Video Quality: 10/10
The audio is presented in DTS-HD MA lossless 5.1 mix, DTS:X. Like the video, the audio gets a nice upgrade here on Blu-ray. The rears get a ton of activity throughout the movie between dialogue, the score, and action sequences. I was quite impressed with hearing the various magical affects in the soundfield sound so life like. What is rather impressive is the use of the center channel where all the dialogue comes through.
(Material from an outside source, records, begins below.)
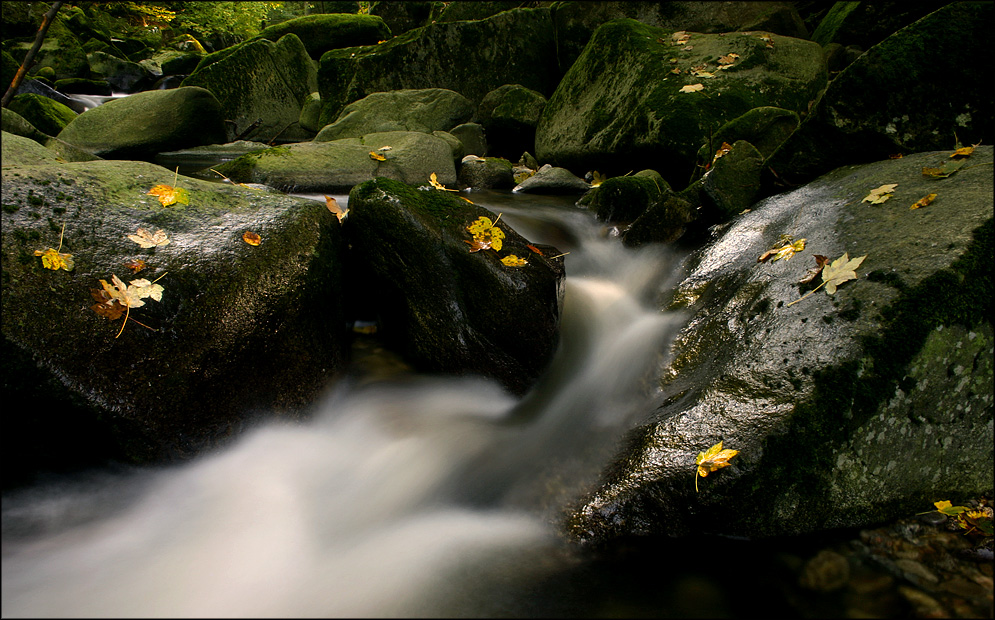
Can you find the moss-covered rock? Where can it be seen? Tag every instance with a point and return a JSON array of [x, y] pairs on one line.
[[261, 86], [141, 125], [877, 107], [442, 307], [766, 128], [45, 114], [124, 76], [340, 164], [511, 47], [510, 114], [575, 22], [239, 329], [486, 173], [825, 399], [620, 107], [426, 110], [322, 32]]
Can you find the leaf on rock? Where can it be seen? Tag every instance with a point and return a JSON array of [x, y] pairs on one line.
[[813, 272], [840, 270], [434, 181], [334, 207], [925, 201], [169, 195], [54, 260], [880, 194], [513, 261], [485, 234], [714, 459], [148, 239]]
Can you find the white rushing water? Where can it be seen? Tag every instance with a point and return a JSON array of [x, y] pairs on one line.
[[424, 496]]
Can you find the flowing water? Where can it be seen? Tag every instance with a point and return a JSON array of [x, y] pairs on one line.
[[412, 496]]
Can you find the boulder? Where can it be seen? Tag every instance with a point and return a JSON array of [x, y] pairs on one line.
[[338, 165], [622, 107], [510, 114], [575, 22], [444, 308], [239, 329], [141, 125], [322, 32], [47, 115], [552, 180], [124, 76], [473, 138], [486, 173], [766, 128], [876, 106], [825, 399], [261, 86], [513, 46], [426, 110]]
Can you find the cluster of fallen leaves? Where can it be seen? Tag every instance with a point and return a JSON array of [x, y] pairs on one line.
[[713, 459], [972, 520]]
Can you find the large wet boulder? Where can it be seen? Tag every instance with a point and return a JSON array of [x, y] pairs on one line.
[[141, 125], [322, 32], [846, 409], [47, 115], [444, 308], [239, 329], [575, 22], [910, 93], [469, 57], [426, 110], [338, 165], [261, 86], [629, 102]]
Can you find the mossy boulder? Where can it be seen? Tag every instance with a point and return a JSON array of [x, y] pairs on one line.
[[123, 75], [338, 165], [827, 398], [621, 106], [910, 93], [486, 173], [47, 115], [445, 309], [323, 32], [575, 22], [426, 110], [510, 114], [766, 128], [261, 86], [239, 331], [511, 47], [623, 199], [141, 125]]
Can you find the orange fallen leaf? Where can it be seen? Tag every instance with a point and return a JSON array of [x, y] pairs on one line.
[[714, 459]]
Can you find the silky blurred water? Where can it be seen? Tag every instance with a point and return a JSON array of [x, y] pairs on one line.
[[404, 497]]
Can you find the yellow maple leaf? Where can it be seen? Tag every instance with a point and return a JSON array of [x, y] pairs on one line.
[[880, 194], [513, 261], [147, 239], [434, 181], [169, 195], [486, 234], [715, 458]]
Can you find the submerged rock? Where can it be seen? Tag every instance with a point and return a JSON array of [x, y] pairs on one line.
[[238, 330], [445, 309], [846, 409]]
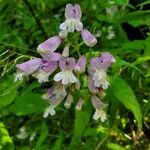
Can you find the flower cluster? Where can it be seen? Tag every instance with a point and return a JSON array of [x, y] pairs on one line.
[[65, 70]]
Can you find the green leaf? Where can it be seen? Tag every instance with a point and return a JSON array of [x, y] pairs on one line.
[[81, 120], [28, 103], [123, 92], [44, 134], [6, 142], [136, 18], [8, 91], [134, 45], [114, 146], [59, 142]]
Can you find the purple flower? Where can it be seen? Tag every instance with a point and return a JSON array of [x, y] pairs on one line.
[[79, 104], [66, 75], [54, 56], [81, 64], [55, 96], [58, 90], [27, 68], [98, 68], [46, 69], [88, 38], [99, 106], [49, 46], [73, 15], [68, 101]]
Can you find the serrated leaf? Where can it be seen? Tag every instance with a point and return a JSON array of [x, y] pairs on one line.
[[123, 92], [28, 103], [81, 120], [44, 134], [6, 142], [136, 18], [59, 142], [113, 146]]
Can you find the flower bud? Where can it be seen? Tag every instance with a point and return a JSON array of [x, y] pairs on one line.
[[49, 46], [88, 38]]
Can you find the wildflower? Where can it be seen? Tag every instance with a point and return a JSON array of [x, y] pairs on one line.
[[81, 64], [111, 33], [22, 133], [79, 104], [68, 101], [73, 15], [46, 69], [88, 38], [99, 106], [65, 52], [66, 75], [27, 68], [58, 90], [98, 68], [54, 102], [49, 46]]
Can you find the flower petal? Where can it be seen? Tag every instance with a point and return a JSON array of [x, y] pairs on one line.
[[49, 46], [29, 66], [88, 38], [59, 76]]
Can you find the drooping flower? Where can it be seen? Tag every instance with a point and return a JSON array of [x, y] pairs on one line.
[[54, 96], [79, 104], [99, 106], [66, 75], [73, 15], [81, 64], [27, 68], [49, 46], [68, 101], [98, 68], [46, 69], [88, 38], [58, 90]]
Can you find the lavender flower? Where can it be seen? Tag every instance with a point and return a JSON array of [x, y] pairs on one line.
[[68, 101], [81, 64], [79, 104], [88, 38], [98, 68], [66, 75], [49, 46], [27, 68], [58, 90], [46, 69], [73, 15], [99, 106]]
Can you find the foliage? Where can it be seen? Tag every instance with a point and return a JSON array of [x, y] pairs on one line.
[[23, 25]]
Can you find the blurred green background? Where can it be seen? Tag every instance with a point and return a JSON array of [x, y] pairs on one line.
[[122, 28]]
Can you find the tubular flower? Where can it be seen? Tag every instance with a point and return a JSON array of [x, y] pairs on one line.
[[49, 46], [46, 69], [99, 106], [98, 68], [81, 64], [66, 75], [27, 68], [88, 38], [73, 15], [54, 102], [79, 104], [68, 101]]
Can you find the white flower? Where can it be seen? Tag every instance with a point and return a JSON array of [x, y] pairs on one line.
[[49, 110], [100, 114], [66, 76], [100, 78]]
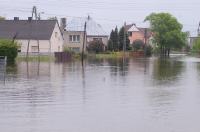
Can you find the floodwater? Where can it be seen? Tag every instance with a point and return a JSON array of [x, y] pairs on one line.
[[106, 95]]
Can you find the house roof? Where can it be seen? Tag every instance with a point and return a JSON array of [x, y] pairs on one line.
[[25, 29], [127, 27], [134, 28], [92, 29]]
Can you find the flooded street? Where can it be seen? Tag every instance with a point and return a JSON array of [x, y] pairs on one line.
[[106, 95]]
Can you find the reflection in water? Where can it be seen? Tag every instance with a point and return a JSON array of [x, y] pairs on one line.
[[167, 70], [115, 95], [119, 66]]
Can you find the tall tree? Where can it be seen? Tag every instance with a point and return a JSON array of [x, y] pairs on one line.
[[113, 43], [116, 40], [110, 41], [121, 39], [167, 32]]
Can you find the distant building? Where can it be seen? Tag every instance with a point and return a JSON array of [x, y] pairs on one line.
[[42, 36], [137, 33], [94, 31], [192, 41], [74, 40]]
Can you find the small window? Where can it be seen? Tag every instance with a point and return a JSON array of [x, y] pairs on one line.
[[70, 38]]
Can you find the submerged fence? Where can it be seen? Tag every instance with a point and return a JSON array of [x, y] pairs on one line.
[[3, 63]]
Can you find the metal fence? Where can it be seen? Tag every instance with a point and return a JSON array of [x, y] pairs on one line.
[[3, 63]]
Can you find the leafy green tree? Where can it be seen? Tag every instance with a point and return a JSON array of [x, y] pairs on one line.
[[167, 32], [196, 46], [8, 48], [121, 39]]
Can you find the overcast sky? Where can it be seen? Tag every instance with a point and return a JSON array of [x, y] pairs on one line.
[[108, 13]]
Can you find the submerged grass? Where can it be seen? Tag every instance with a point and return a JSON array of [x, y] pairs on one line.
[[109, 55]]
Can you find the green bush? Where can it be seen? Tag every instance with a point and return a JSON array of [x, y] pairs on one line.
[[8, 48]]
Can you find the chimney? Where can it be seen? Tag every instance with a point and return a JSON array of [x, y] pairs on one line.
[[29, 19], [16, 18], [63, 24]]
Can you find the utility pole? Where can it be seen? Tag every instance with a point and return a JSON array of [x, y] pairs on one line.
[[198, 30], [124, 44], [84, 39], [145, 41]]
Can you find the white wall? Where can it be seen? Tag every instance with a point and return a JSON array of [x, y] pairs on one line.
[[43, 45], [55, 44], [104, 39], [71, 45]]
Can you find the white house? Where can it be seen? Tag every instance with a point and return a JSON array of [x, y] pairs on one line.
[[94, 31], [43, 36]]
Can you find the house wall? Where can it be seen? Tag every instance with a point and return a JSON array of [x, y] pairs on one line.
[[104, 39], [55, 44], [44, 46], [76, 46], [56, 40]]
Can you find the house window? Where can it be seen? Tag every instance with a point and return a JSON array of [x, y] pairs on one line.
[[97, 39], [74, 38]]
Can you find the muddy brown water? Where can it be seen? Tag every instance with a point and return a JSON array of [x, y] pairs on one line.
[[107, 95]]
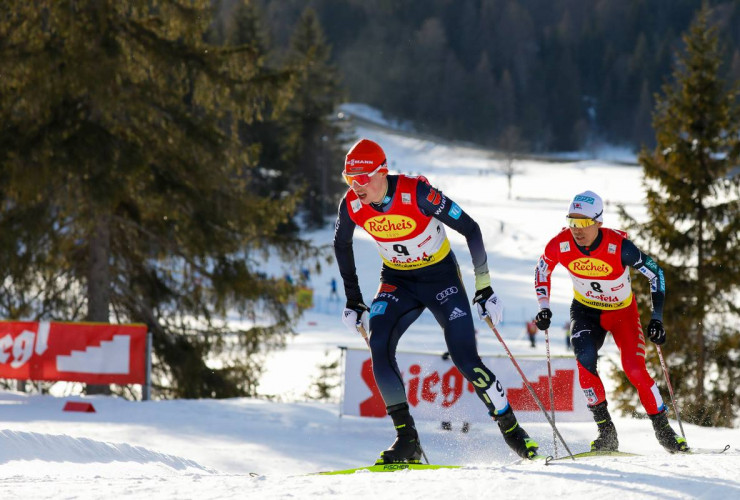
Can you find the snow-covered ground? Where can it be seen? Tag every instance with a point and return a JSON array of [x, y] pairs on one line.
[[256, 448]]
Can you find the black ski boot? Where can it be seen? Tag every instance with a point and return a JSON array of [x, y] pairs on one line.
[[607, 440], [516, 437], [406, 448], [667, 437]]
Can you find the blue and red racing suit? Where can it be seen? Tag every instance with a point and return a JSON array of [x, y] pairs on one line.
[[603, 301], [419, 271]]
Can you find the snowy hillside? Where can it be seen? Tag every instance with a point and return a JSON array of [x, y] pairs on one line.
[[255, 448]]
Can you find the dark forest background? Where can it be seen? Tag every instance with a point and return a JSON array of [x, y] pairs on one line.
[[559, 74]]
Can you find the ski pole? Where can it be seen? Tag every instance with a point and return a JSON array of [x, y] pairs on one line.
[[549, 383], [528, 385], [670, 389]]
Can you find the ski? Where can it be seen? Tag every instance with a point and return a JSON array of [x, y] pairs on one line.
[[591, 454], [708, 451], [388, 468], [535, 458]]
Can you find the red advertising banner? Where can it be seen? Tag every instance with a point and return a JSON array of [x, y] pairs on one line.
[[93, 353], [436, 390]]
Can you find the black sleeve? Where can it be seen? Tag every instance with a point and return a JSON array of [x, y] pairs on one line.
[[344, 228], [633, 257], [432, 201]]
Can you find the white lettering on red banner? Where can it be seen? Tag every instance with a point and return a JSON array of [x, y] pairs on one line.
[[93, 353], [436, 390]]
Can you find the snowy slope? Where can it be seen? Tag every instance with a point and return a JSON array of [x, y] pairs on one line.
[[255, 448]]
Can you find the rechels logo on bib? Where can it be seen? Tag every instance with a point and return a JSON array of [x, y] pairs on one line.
[[390, 226], [590, 267]]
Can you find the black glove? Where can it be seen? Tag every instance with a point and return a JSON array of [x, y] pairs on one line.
[[656, 332], [482, 295], [357, 307], [542, 320]]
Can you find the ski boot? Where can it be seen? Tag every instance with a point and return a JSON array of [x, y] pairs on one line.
[[516, 437], [607, 439], [406, 448], [667, 437]]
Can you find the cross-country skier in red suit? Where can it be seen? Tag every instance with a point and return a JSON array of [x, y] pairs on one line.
[[598, 260], [406, 217]]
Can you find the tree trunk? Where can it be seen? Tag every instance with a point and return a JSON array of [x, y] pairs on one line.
[[701, 306], [98, 282]]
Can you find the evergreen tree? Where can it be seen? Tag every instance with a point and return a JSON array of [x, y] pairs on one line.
[[312, 137], [126, 192], [693, 203]]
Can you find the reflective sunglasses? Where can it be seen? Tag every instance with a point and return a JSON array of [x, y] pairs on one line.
[[579, 223], [361, 179]]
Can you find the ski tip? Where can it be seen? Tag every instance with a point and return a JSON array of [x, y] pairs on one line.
[[388, 468]]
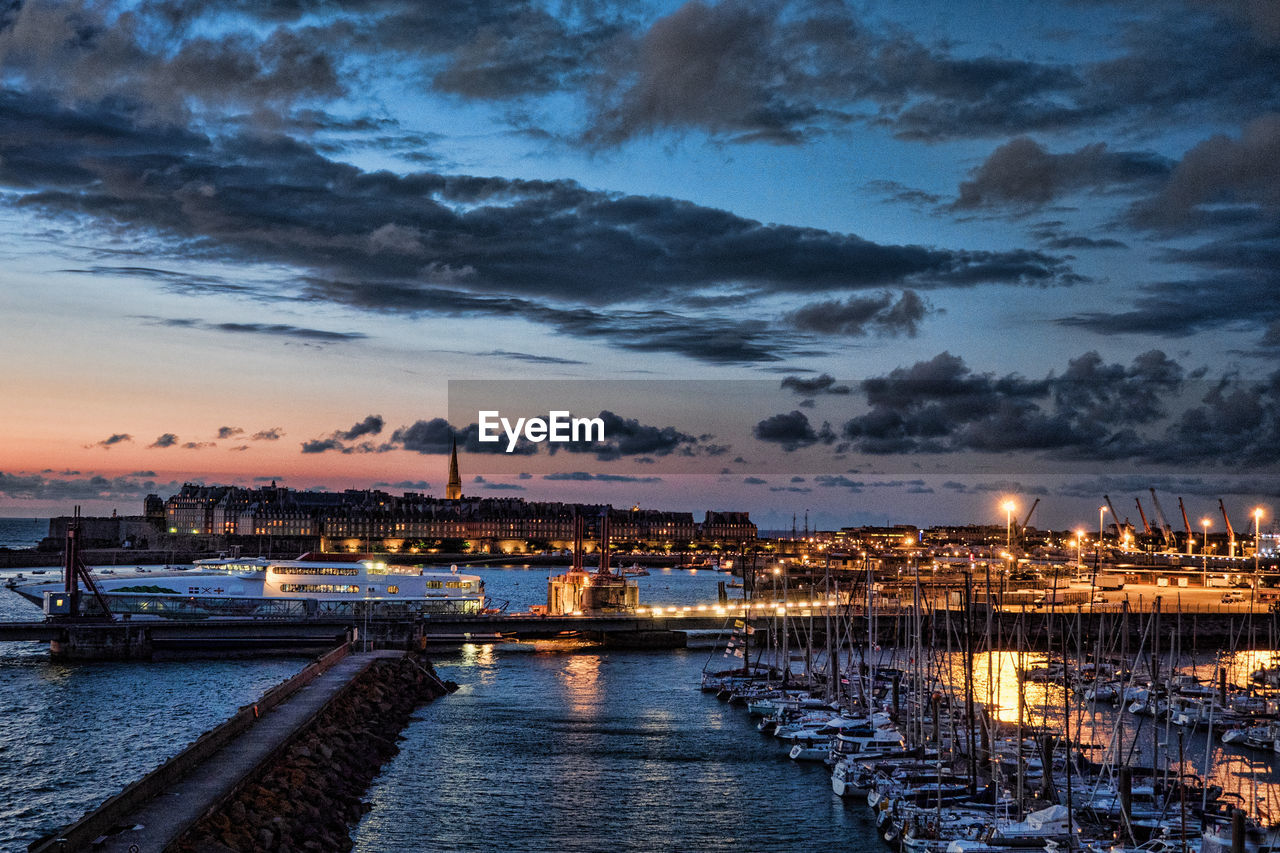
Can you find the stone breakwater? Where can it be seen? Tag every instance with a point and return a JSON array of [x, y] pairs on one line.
[[311, 794]]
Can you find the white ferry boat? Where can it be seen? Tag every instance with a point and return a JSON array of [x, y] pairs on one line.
[[248, 588]]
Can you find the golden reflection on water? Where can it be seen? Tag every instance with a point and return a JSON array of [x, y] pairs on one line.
[[1111, 730], [581, 680]]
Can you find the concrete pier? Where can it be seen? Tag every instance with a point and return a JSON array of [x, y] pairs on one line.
[[152, 812]]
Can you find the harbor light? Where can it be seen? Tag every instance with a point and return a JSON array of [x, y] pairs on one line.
[[1009, 524], [1257, 538]]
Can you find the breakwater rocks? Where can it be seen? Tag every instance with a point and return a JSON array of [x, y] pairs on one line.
[[309, 796]]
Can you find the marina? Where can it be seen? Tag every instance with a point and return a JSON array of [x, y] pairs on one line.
[[968, 719]]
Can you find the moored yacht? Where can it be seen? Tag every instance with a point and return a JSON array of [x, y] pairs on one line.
[[324, 585]]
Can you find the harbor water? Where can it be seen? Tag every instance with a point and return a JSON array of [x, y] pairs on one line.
[[22, 533], [545, 746]]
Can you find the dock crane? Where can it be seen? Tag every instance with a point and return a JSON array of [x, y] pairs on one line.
[[1022, 530], [1164, 523], [1230, 530], [1142, 515], [1123, 528], [1187, 524]]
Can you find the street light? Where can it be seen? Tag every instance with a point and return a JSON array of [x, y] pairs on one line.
[[1205, 553], [1009, 524], [1257, 541]]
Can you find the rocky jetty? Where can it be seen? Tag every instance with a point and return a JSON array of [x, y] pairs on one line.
[[310, 796]]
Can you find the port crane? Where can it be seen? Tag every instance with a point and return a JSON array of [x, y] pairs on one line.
[[1022, 530], [1164, 523], [1123, 528], [1146, 525], [1230, 530], [1187, 524]]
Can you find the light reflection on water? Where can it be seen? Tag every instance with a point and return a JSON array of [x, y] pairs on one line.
[[1116, 733], [598, 751]]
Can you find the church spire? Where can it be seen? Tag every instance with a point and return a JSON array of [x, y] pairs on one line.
[[453, 491]]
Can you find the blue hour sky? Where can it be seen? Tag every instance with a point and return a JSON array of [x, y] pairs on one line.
[[958, 251]]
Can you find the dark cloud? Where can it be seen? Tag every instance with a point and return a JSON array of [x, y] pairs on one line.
[[408, 486], [785, 72], [791, 430], [1022, 173], [341, 438], [1093, 410], [1238, 173], [581, 477], [629, 437], [437, 436], [900, 194], [457, 246], [1179, 308], [370, 425], [839, 480], [115, 438], [274, 329], [37, 487], [1052, 236], [862, 315], [88, 51], [525, 356]]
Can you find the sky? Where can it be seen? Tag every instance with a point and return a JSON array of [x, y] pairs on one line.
[[876, 261]]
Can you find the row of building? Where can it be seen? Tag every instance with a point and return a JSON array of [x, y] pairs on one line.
[[371, 514]]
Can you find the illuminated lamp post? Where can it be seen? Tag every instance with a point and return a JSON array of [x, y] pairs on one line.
[[1205, 523], [1257, 541], [1009, 506]]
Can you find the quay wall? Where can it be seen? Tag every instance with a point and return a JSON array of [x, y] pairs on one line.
[[307, 796], [96, 824], [1191, 632]]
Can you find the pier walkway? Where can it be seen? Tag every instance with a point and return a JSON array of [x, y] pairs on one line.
[[158, 808]]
All of the dialogue and action pieces come through so clean that it is amazing with what can be done on the audio front.
Audio Quality: 10/10
- Creating the World of Harry Potter, Part 2: Characters [HD]
- The Chamber of Secrets Revealed
- Screen Tests [HD]
- Deleted Scenes [HD]
- Behind Hogwarts
- Additional Scenes
- Game Preview
- Lockhart’s Classroom
- Spellcaster Knowledge
Special Features: 7/10
Another criticism I would have was that the film was perhaps too long; it was criticised for sticking too faithfully to the plot of Rowling’s novel- an ironic criticism, given that some of the later films were criticized by Potter devotees for precisely the opposite reason. Nevertheless, this is overall an excellent film, and a worthy successor to “Philosopher’s Stone”.